El mundo está lleno de pobres y ricos, pero también de ambiciosos, chupamedias, lambiscones y esbirros, que hacen de la pobreza un sentimiento de lástima para aparecer de justicieros y aprovecharse de ingenuos y necesitados prometiendo lo inimaginable, dicen que en política “se tuesta hasta el granizo”.
El problema del ambicioso no está en el deseo de prosperar ni en la aspiración de mejorar su nivel de vida, está en convertir su existencia en una lucha permanente por tener más, es insaciable, no se inmuta en utilizar la violencia para acumular riqueza, el poder le fascina tanto como la alabanza, la admiración y el encubrimiento personal. La droga más poderosa que destruye la sociedad es la adicción al poder, un borracho nunca acepta el hecho de estar borracho, como un corrupto nunca acepta el hecho de ser corrupto a pesar de las evidencias.

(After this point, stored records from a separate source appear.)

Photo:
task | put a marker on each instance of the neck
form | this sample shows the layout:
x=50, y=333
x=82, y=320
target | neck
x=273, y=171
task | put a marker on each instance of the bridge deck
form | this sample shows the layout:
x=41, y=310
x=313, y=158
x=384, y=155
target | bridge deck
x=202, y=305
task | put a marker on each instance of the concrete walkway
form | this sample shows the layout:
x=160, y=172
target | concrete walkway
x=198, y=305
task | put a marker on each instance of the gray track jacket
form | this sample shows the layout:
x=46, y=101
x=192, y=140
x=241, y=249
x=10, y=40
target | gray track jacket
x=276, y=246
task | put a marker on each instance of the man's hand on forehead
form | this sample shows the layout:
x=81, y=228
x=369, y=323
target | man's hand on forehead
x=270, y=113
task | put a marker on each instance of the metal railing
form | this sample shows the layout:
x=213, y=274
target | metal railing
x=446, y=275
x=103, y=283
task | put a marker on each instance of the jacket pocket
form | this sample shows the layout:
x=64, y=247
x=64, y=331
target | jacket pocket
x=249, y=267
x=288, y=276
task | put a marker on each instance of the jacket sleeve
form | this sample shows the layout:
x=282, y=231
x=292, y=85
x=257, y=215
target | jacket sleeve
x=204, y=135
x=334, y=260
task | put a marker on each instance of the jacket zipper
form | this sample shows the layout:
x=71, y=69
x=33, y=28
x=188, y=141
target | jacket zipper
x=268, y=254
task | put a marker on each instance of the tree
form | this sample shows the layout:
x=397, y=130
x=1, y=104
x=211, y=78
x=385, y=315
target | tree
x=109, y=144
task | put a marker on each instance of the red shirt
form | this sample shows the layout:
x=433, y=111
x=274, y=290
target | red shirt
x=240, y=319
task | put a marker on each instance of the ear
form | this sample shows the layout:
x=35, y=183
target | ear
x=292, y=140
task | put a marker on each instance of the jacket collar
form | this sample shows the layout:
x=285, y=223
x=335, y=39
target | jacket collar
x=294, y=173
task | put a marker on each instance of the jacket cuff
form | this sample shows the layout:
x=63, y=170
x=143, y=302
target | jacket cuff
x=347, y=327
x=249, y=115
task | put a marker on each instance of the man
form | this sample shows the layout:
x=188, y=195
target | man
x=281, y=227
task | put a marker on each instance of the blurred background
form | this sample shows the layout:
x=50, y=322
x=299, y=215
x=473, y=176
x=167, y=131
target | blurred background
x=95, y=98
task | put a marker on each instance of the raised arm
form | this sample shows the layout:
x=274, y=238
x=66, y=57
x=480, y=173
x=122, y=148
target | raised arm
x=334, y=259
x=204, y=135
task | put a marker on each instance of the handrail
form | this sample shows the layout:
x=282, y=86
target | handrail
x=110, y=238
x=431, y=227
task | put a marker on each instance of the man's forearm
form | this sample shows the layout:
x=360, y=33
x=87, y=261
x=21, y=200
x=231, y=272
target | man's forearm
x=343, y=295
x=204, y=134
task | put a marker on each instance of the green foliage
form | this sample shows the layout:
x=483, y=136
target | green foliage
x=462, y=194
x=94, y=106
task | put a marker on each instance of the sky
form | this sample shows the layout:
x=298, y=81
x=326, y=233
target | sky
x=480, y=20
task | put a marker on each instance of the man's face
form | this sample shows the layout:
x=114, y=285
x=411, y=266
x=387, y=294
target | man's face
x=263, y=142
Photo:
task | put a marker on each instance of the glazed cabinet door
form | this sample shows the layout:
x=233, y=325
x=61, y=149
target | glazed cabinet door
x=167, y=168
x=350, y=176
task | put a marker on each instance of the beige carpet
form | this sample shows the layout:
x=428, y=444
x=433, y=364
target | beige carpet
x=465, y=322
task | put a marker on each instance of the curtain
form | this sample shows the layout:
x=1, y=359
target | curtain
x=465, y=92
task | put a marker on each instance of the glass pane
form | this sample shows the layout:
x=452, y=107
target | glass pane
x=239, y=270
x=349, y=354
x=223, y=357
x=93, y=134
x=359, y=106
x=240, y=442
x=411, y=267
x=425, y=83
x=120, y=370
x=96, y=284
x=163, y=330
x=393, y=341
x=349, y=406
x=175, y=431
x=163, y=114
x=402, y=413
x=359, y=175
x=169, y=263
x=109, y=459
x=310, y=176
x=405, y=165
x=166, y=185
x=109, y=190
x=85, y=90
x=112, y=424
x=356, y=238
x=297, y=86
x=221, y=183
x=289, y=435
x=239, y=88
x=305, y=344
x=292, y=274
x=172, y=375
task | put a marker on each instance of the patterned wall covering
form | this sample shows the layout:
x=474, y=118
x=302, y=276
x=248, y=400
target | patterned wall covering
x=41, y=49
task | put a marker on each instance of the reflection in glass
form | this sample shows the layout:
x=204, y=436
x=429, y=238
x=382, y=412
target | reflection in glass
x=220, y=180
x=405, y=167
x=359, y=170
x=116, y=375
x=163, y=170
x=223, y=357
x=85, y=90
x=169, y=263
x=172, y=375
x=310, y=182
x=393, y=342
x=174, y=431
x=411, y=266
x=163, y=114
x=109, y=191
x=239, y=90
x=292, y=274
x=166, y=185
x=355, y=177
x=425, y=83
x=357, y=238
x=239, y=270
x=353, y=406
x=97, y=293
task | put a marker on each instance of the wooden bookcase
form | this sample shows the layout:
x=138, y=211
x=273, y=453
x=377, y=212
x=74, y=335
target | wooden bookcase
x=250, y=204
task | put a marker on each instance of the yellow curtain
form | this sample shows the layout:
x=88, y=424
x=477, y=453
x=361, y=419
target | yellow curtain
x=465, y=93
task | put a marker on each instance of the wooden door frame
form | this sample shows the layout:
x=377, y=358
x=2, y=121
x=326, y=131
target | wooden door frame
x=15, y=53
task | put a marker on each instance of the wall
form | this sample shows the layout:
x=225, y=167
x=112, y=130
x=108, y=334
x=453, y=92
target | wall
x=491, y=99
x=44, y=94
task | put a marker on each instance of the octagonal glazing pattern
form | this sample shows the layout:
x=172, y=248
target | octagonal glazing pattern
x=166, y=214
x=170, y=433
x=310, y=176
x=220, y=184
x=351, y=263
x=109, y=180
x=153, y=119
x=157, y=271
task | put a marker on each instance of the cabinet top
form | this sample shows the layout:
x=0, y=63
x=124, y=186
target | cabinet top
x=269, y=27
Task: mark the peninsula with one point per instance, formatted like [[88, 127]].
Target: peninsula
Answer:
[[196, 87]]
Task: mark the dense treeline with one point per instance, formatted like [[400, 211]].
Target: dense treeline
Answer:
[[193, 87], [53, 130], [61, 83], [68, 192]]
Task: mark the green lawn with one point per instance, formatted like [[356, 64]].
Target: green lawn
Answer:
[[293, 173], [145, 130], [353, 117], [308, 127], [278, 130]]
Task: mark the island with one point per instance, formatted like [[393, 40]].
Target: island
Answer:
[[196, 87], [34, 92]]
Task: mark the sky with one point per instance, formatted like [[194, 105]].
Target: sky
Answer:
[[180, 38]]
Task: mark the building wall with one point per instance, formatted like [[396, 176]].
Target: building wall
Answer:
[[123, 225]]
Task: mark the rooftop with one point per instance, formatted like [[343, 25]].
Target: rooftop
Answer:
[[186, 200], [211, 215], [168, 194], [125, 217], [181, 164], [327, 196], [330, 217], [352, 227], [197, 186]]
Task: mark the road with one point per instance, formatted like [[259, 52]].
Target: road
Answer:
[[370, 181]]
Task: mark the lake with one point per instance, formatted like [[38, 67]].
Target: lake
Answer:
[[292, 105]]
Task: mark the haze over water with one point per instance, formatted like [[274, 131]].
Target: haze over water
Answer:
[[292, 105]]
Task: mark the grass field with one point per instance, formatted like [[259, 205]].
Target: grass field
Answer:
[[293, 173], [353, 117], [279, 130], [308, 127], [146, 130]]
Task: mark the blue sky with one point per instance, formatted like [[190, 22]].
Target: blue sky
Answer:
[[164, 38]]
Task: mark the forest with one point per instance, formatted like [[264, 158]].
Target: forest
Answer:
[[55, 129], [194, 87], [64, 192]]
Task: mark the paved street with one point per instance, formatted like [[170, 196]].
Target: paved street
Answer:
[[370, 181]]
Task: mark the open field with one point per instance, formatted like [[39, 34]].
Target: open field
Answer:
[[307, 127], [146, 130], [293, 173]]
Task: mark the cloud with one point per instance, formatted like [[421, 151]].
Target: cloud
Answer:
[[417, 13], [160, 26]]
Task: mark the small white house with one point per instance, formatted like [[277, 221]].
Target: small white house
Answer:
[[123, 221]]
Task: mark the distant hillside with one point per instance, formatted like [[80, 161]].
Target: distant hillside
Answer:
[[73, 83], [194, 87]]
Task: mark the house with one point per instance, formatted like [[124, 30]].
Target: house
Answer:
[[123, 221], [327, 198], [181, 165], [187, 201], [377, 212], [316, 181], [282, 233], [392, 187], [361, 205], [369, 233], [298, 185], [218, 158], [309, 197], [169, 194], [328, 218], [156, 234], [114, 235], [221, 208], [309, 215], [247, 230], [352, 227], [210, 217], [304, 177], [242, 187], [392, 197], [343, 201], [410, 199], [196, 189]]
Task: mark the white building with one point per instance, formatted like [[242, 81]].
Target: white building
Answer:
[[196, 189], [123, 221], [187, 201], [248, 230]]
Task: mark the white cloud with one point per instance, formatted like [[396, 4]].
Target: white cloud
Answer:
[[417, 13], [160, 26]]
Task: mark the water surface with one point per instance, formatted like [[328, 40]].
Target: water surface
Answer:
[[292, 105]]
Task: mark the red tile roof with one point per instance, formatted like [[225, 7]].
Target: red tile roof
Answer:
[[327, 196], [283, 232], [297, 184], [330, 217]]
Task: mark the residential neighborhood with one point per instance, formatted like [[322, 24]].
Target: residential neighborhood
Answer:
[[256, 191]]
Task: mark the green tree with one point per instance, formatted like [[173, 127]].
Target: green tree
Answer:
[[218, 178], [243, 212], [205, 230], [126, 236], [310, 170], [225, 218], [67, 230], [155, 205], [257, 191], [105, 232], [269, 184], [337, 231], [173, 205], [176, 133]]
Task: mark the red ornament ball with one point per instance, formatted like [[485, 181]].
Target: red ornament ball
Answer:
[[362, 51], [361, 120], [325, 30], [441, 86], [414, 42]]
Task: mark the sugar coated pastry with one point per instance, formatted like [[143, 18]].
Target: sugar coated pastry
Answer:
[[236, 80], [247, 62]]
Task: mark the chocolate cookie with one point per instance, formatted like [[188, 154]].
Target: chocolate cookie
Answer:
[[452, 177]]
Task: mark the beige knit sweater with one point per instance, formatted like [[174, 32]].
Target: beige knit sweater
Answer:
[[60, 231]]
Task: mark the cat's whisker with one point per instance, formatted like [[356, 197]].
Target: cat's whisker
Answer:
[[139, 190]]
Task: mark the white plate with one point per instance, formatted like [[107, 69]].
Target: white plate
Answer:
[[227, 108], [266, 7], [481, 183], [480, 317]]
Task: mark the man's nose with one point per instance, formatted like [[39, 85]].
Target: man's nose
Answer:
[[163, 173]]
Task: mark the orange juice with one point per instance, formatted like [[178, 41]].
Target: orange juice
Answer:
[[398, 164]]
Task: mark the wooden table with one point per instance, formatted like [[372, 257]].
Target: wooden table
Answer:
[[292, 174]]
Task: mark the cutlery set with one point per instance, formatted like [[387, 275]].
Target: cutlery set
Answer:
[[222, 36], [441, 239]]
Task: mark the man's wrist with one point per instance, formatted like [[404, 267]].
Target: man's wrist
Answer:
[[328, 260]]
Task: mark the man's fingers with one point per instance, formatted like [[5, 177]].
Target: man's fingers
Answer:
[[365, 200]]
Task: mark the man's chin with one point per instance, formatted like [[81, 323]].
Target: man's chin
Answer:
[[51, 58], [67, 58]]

Todos tenemos la oportunidad de escuchar con el momento que hablan ciertos “políticos”, elevan el tono de la voz, hacen gesticulaciones, levantan los brazos en señal de victoria, miran con ternura o con desprecio según la ocasión y el auditorio, la reacción de amigos, súbditos y mediocres no se hace esperar, aplauden a rabiar para contagiar a la muchedumbre y recordar al “líder” que el pueblo le entregó el poder y que hay que retribuir “de alguna manera” el favor.
¿Existe alguna fórmula para desterrar a los adictos al poder? La respuesta la tenemos cada uno de nosotros.